Gramsci, un brand di lusso

 Correva l’estate 2004 e una polemica rovente alimentava la calura torinese. A pochi passi dalla Mole e dal Carignano, in piazza Carlo Emanuele II, conosciuta da tutti come «Carlina», un palazzo storico e malmesso, destinato all’edilizia popolare, sarebbe stato – una volta sfrattati gli inquilini – «convertito» in albergo di lusso provvisto di ogni comfort.

 Correva l’estate 2004 e una polemica rovente alimentava la calura torinese. A pochi passi dalla Mole e dal Carignano, in piazza Carlo Emanuele II, conosciuta da tutti come «Carlina», un palazzo storico e malmesso, destinato all’edilizia popolare, sarebbe stato – una volta sfrattati gli inquilini – «convertito» in albergo di lusso provvisto di ogni comfort. Niente, purtroppo, di così strano se non fosse che in quella casa aveva vissuto, dal 1914 al 1922, il giovane Antonio Gramsci, alloggiato presso la vedova Berra, madre dell’amico Camillo, in via San Massimo 14, con ingresso dal civico 5 (oggi 15) di piazza Carlina. E scoppiò la miccia tra fronti contrapposti della prima giunta Chiamparino: da una parte Pdci e Prc, dall’altra il resto della compagine.
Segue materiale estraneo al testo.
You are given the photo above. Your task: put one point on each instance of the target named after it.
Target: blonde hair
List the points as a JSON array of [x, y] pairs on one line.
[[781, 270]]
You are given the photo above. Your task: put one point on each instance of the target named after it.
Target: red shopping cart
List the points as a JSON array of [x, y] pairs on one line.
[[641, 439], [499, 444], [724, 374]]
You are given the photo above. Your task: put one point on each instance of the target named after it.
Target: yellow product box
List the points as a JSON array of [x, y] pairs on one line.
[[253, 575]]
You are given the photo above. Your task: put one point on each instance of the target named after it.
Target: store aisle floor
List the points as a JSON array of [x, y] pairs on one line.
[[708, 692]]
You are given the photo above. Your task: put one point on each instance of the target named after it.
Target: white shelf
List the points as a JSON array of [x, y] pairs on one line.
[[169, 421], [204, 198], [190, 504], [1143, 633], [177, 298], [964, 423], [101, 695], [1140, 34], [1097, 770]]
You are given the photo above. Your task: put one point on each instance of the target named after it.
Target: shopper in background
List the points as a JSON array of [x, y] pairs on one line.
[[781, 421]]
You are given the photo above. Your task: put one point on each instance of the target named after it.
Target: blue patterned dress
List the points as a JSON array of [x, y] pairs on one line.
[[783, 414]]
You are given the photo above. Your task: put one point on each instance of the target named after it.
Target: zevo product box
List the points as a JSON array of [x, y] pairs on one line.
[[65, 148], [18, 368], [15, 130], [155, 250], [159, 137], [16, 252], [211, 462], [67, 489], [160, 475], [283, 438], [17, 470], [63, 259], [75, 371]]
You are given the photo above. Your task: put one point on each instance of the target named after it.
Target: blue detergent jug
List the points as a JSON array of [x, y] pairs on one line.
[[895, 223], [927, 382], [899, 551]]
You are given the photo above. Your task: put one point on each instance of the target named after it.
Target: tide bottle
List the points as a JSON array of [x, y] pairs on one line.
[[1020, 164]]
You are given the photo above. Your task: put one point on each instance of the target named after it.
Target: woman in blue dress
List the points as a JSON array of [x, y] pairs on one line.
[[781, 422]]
Toni forti e lacerazioni. «Giunta colta dal male della pietra» stigmatizzò lo storico Angelo D’Orsi, ricordando che in quel palazzo vissero, oltre all’autore dei «Quaderni del carcere», pure Angelo Tasca e i genitori di Gobetti.
Corre, ora, l’autunno 2011 e, spenti i fuochi della polemica, il cantiere, dopo continui rinvii e altre liti, è aperto da sei mesi. Da pochi giorni le impalcature sono state addobbate con il volto e le frasi del grande intellettuale comunista, che da oggetto di contesa si è trasformato in «brand». Certo, meglio di uno spot a un cellulare performante o a un arrogante suv, ma forse si adombra un po’ di indulgenza mediatica. L’archigrafia è stata inaugurata il 24 ottobre dal sindaco Piero Fassino. La lunga «scenografia» di 46 metri ideata dalla Fondazione Istituto piemontese Gramsci, racconta alcuni momenti legati alla presenza del politico sardo a Torino, dalla formazione del suo pensiero all’eredità lasciata alle generazioni future. Rivestono i teli esterni alcune sue frasi: «Il mondo è grande terribile e complicato» (Avanti!, 1918); «Istruitevi! Avremo bisogno di tutta la nostra intelligenza» (L’Ordine Nuovo, 1919). E spiccano i volti dei suoi interlocutori: Einaudi, Verga, Gobetti, Pirandello, Croce, Salvemini e Tasca. «Non sarà solo un’opera meramente commemorativa ma vuol diventare – spiega la Fondazione – l’occasione per un discorso ampio sulla cultura italiana, i suoi protagonisti e i suoi luoghi. E soprattutto sul suo valore per il presente e il futuro della città e dell’Italia». Nascerà anche un’area espositiva multimediale.
Prima di Gramsci, il palazzo aveva già una storia antica. Fu costruito nel ‘600 come «Albergo di virtù» per gli orfani, poi, nel ‘900, diventò casa per affitti della comunità ebraica torinese (Gramsci aveva abitato qui – come recita la targa posta sui muri – negli anni delle lotte operaie «contro l’incombente reazione, forgiando il partito comunista, guida decisiva per la libertà e il socialismo»). Poi, l’edificio fu destinato all’Atc (Agenzia Territoriale per la Casa). Nel 2001 il Consiglio comunale di Torino aveva presentato una mozione con la quale si indicava che la destinazione d’uso dell’ immobile dovesse restare edilizia residenziale pubblica. Poco dopo, arrivò l’allettante proposta degli scandinavi Radisson e l’amministrazione Chiamparino cambiò idea. Agli svedesi subentrarono successivamente nel 2006 gli italiani De Giuli e gli spagnoli di Nh, vincitori dell’asta con un rilancio di soli centomila euro, rispetto alla base di 7,14 milioni. Il futuro di Casa Gramsci è un quattro stelle «superior».